But Virginia Tech was prohibited from being told about Cho’s mental health problems because of federal privacy laws.

At college, Cho engaged in behavior even more bizarre than the average college student. He stalked three women and, at one point, went totally silent, refusing to speak even to his roommates. He was involuntarily committed to a mental institution for one night and then unaccountably unleashed on the public, whereupon he proceeded to engage in the deadliest mass shooting by an individual in U.S. history.

The 2011 Tucson, Ariz., shopping mall shooter, Jared Loughner, was so obviously disturbed that if he’d stayed in Pima Community College long enough to make the yearbook, he would have been named “Most Likely to Commit Mass Murder.”

After Loughner got a tattoo, the artist, Carl Grace, remarked: “That’s a weird dude. That’s a Columbine candidate.”

One of Loughner’s teachers, Ben McGahee, filed numerous complaints against him, hoping to have him removed from class. “When I turned my back to write on the board,” McGahee said, “I would always turn back quickly — to see if he had a gun.”

On her first day at school, student Lynda Sorensen emailed her friends about Loughner: “We do have one student in the class who was disruptive today, I’m not certain yet if he was on drugs (as one person surmised) or disturbed. He scares me a bit. The teacher tried to throw him out and he refused to go, so I talked to the teacher afterward. Hopefully he will be out of class very soon, and not come back with an automatic weapon.”

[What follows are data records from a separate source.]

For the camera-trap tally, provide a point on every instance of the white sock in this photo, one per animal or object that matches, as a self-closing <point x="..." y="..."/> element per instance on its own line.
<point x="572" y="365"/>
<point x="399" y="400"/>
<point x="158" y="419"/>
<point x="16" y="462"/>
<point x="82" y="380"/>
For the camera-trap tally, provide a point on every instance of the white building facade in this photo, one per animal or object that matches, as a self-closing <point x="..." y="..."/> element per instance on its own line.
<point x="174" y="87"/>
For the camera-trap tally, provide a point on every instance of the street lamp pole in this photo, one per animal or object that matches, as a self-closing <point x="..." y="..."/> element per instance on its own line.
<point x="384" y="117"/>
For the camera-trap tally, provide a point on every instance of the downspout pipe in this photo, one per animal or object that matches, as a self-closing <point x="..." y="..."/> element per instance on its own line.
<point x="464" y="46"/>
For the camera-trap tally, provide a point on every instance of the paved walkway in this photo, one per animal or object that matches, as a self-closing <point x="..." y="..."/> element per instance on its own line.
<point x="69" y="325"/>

The last of several emails Sorensen sent about Loughner said: “We have a mentally unstable person in the class that scares the living cr** out of me. He is one of those whose picture you see on the news, after he has come into class with an automatic weapon. Everyone interviewed would say, Yeah, he was in my math class and he was really weird.”

That was the summer before Loughner killed six people at the Tucson shopping mall, including a federal judge and a 9 year-old girl, and critically wounded Rep. Gabrielle Giffords, among others.

Loughner also had run-ins with the law, including one charge for possessing drug paraphernalia — a lethal combination with mental illness. He was eventually asked to leave college on mental health grounds, released on the public without warning.

Perhaps if Carl Grace, Ben McGahee or Lynda Sorensen worked in the mental health field, six people wouldn’t have had to die that January morning in Tucson. But committing Loughner to a mental institution in Arizona would have required a court order stating that he was a danger to himself and others.
... 
Coulter also discusses the problems the Connecticut shooter's mom had getting him committed.  Ever since Jack Nicholson's One Flew Over the Cuckoo's Nest it has become extremely difficult to get dangerous people committed.   No one wants to subject the mentally ill to treatment by Nurse Ratchet.  So they are left on the street or living off their parents even though they present a grave danger to others.  There are still no serious proposals to deal with them other than taking guns away from the innocent.